2. As a general rule, when the masculine is used it includes the feminine, as, man (q. v.) sometimes includes women. This is the general rule, unless a contrary intention appears. But in penal statutes, which must be construed strictly, when the masculine is used and not the feminine, the latter is not in general included. 3 C. & P. 225. An instance to the contrary, however, may be found in the construction, 25 Ed. III, st. 5, c. 2, ยง1, which declares it to be high treason, "When a man doth compass or imagine the death of our lord the king," &c. These words, "our lord the king," have been construed to include a queen regnant. 2 Inst. 7, 8, 9; H. P. C. 12; 1 Hawk. P. C. c. 17; Bac. Ab. Treason, D.

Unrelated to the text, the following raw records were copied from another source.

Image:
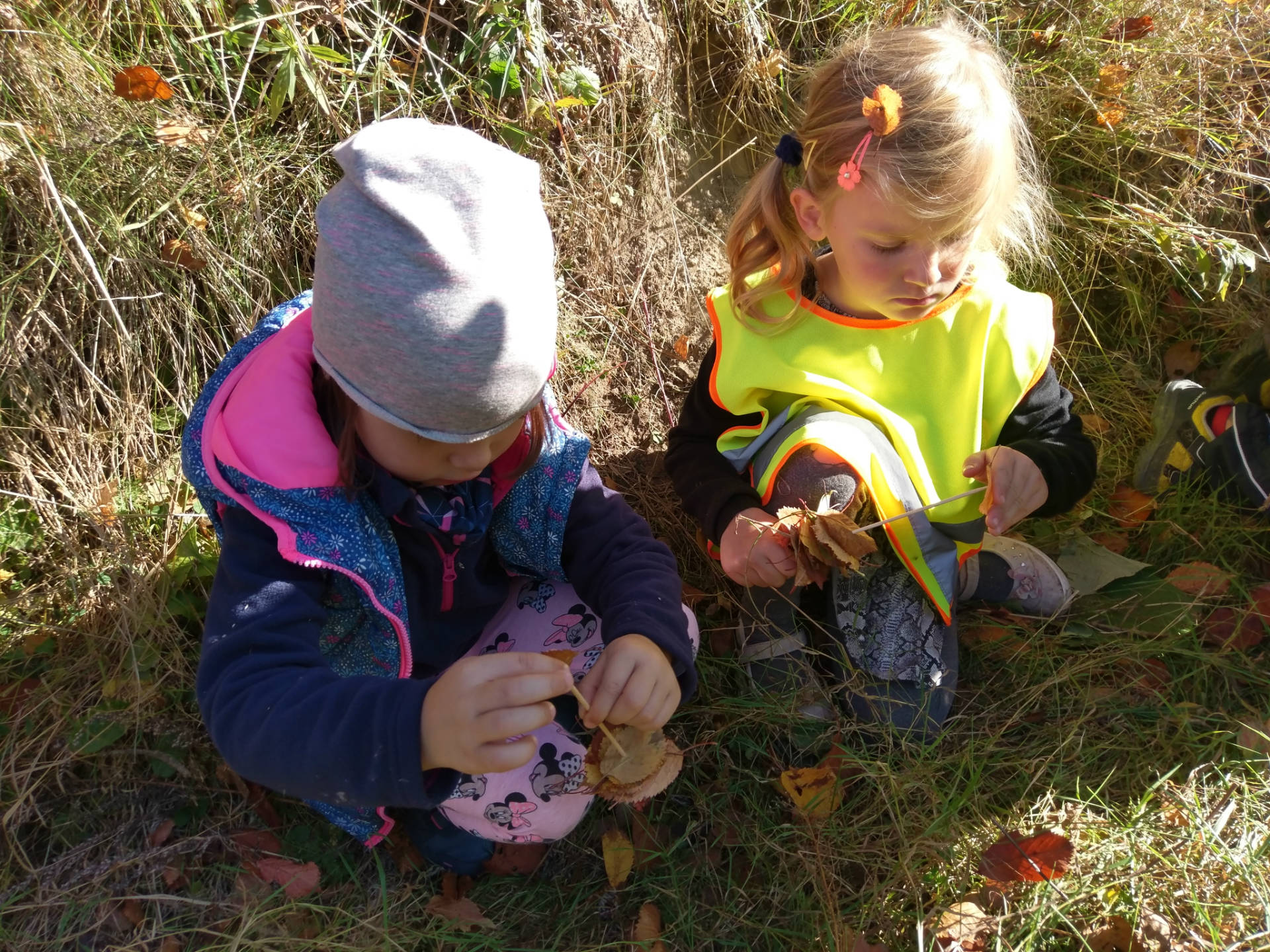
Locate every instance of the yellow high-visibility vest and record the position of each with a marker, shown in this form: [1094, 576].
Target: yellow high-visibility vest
[920, 397]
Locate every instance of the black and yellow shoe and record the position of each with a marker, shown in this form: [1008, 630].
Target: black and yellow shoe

3. Pothier says that the masculine often includes the feminine, but the feminine never includes the masculine; that according to this rule if a man were to bequeath to another all his horses, his mares would pass by the legacy; but if he were to give all his mares, the horses would not be included. Poth. Introd. au titre 16, des Testaments et Donations Testamentaires, n. 170; 3 Brev. R. 9. In the Louisiana code in the French language, it is provided that the word fils, sons, comprehends filles, daughters. Art. 3522, n. 1. Vide Ayl. Pand. 57; 4 Car. & Payne, 216; S. C. 19 Engl. Com. Law R. 351; Barr. on the Stat. 216, note; Feme; Feme covert; Feminine; Male; Man; Sex; Women; Worthiest of blood.